15. Respondent-mother entered into a family
services case plan with [DSS] on August 26,
2005. Respondent-mother, pursuant to theplan, agreed to maintain stable housing and
employment in order to be in a position to
have the minor child returned to her care.
Respondent-mother has failed to maintain
stable housing and, further, has failed to be
gainfully employed on a regular basis.
Respondent-mother was employed through Ablest
temporary services from late November 2005
until mid-January 2006. Respondent-mother has
not been employed since mid-January 2006.
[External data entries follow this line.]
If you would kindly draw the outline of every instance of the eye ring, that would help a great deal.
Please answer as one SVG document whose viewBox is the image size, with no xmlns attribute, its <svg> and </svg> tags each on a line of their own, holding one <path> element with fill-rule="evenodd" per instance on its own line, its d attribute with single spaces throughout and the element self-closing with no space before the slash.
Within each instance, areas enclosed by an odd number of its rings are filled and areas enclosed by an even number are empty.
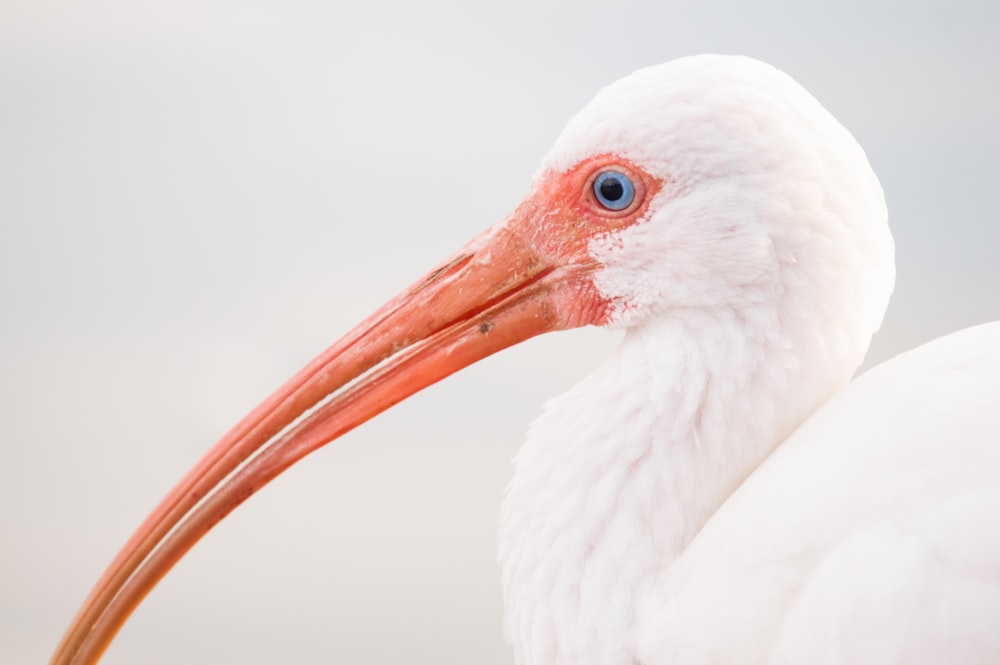
<svg viewBox="0 0 1000 665">
<path fill-rule="evenodd" d="M 635 200 L 632 179 L 617 169 L 605 169 L 598 173 L 591 187 L 601 207 L 612 212 L 628 208 Z"/>
</svg>

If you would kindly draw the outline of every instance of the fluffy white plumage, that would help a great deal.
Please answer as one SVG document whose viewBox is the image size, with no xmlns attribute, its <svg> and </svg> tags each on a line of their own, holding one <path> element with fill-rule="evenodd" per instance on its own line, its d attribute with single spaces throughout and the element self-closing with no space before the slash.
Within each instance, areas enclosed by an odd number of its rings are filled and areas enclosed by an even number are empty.
<svg viewBox="0 0 1000 665">
<path fill-rule="evenodd" d="M 636 72 L 542 171 L 605 153 L 665 185 L 590 245 L 621 349 L 517 458 L 518 662 L 1000 662 L 1000 325 L 841 390 L 892 290 L 885 206 L 853 137 L 767 65 Z"/>
</svg>

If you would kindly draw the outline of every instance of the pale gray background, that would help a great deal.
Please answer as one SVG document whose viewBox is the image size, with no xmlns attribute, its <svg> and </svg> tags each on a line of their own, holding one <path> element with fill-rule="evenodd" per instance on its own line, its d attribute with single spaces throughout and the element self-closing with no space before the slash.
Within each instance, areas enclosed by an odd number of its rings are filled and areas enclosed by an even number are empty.
<svg viewBox="0 0 1000 665">
<path fill-rule="evenodd" d="M 636 67 L 753 55 L 856 134 L 899 259 L 874 360 L 1000 317 L 997 6 L 2 0 L 0 662 L 44 661 L 196 458 Z M 317 453 L 105 662 L 509 663 L 509 460 L 615 341 L 532 341 Z"/>
</svg>

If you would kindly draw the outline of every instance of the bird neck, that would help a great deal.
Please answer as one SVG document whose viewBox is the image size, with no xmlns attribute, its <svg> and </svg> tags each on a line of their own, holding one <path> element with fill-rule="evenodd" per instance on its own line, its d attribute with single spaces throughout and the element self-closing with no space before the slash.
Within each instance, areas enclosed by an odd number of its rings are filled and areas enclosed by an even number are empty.
<svg viewBox="0 0 1000 665">
<path fill-rule="evenodd" d="M 629 330 L 595 374 L 546 406 L 501 516 L 518 663 L 634 662 L 643 593 L 853 371 L 804 366 L 801 340 L 780 331 L 748 334 L 735 312 L 675 312 Z"/>
</svg>

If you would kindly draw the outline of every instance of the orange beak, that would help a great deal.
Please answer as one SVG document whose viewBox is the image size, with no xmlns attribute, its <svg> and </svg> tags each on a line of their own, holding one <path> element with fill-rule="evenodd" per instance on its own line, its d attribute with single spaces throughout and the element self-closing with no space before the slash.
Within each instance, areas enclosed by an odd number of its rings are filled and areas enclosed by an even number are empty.
<svg viewBox="0 0 1000 665">
<path fill-rule="evenodd" d="M 625 169 L 627 210 L 593 200 L 594 175 Z M 587 245 L 646 213 L 660 182 L 614 155 L 546 174 L 503 223 L 432 270 L 237 424 L 146 518 L 97 582 L 52 658 L 95 663 L 156 583 L 234 508 L 310 452 L 488 355 L 535 335 L 604 323 L 610 303 Z"/>
</svg>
Prior to the respondent-mother's injury to her
foot in June 2006, she was capable of being
employed on a regular basis. Respondent-
mother has had difficulty in finding
employment in the past. She does not have a
driver's license even though she is eligible
to obtain a driver's license. Respondent-
mother has not taken the steps necessary to
obtain her license even though she has been
encouraged to do so.
16. In June 2006, respondent-mother injured
her foot and ankle and, as such, since that
time she has not been physically able to be
employed. Based upon the testimony of the
respondent-mother, the court finds that she
has not been diligent in her efforts to seek
medical treatment for her injury.
17. Respondent-mother has been diagnosed with
a bi-polar disorder. Respondent-mother has
received treatment and counseling for the
mental disorder in the past. In the family
services case plan, respondent-mother agreed
to obtain an evaluation for her condition and
to follow the recommended treatment.
Respondent-mother did not seek treatment for
her condition until August 2006. In September
2006, respondent-mother was evaluated and has
attended several counseling sessions since
that date.
18. Respondent-mother, pursuant to the family
services case plan, was encouraged to maintain
a close bond and visit with the minor child on
a regular basis. Respondent-mother visited
with her children weekly from August 2005
until November 2005. Respondent-mother did
not visit with the children at all between
November 28, 2005, and December 28, 2005.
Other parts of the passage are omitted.